|dc.description.abstract||The necessary of renewable energies as the replacement for fossil fuel such as fuel gas from CO2 or hydrogen from photoelectrochemical water splitting process are feasible by using semiconductors as photocatalysts. Among many photocatalytic candidates, titanium dioxide and zinc oxide are the most widely investigated and the most suitable for industrial scale applications due to their attractive physical and chemical properties. In this work, we report the synthesis and photocatalytic properties of silicon doped TiO2 nanotubes (TNTs) and the composite of silicon dioxide and gold layer on ZnO nanorods arrays simply by hydrothermal method.
The diameter of the TiO2 nanotubes is about 20 nm with several micrometers in length and dopant (Si/(Si+Ti)) molar ratio in range of 1~30%. X-ray diffraction analysis verifies formation of nanocrystalline anatase phase for both pristine and Si-doped TNTs. The light absorption spectra of doped TNTs exhibit red shift from 375 nm to 410 nm as compared with that of the un-doped TNTs. Photodegradation experiment shows that this red-shift of spectra absorption is desirable for the redox reaction under relatively long wavelength light illumination.
The morphology of ZnO nanorods array is quite uniform with the rod length in range of 12 micrometers and the rod diameter in range of several hundred micrometers.

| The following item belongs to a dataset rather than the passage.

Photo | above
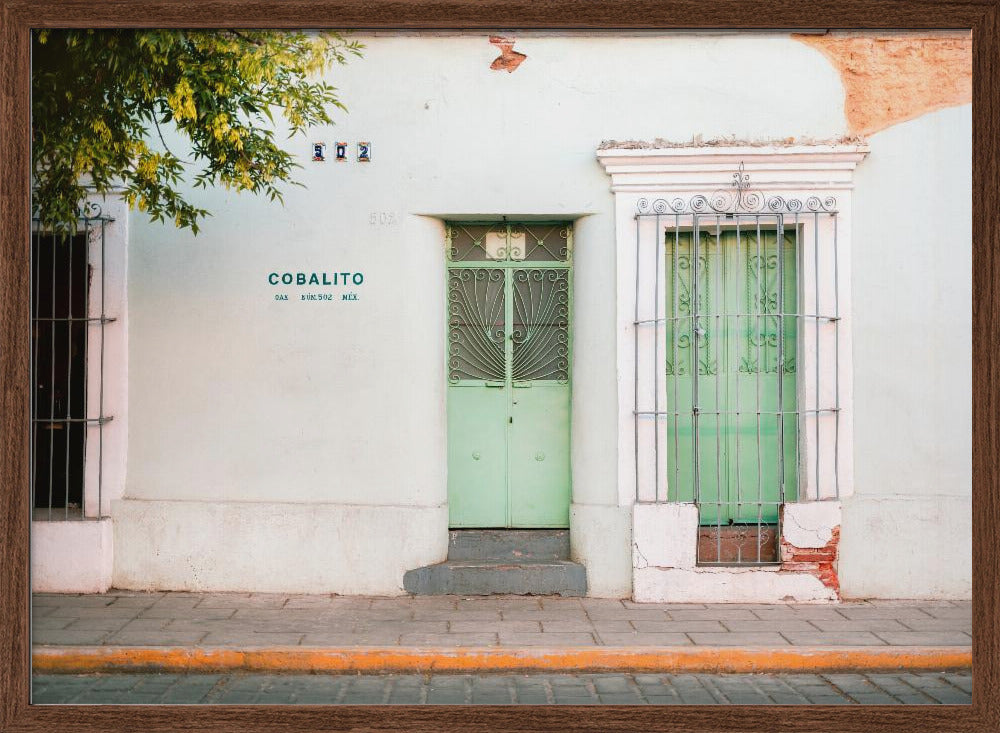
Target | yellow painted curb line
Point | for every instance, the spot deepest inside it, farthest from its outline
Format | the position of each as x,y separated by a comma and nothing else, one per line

UV-vis absorption spectra of SiO2 coated ZnO nanorods performs the red shift and the results from photodegradation test indicate a slight increase in the photocatalytic activity of SiO2 coated ZnO nanorods compared to the pristine one. When incorporating SiO2 onto Au-ZnO nanorods plasmonic structure, a great enhancement in photocurrent and a rapid photoresponse were observed. This unique structure is favorable for high performance of photoelectrochemical water splitting.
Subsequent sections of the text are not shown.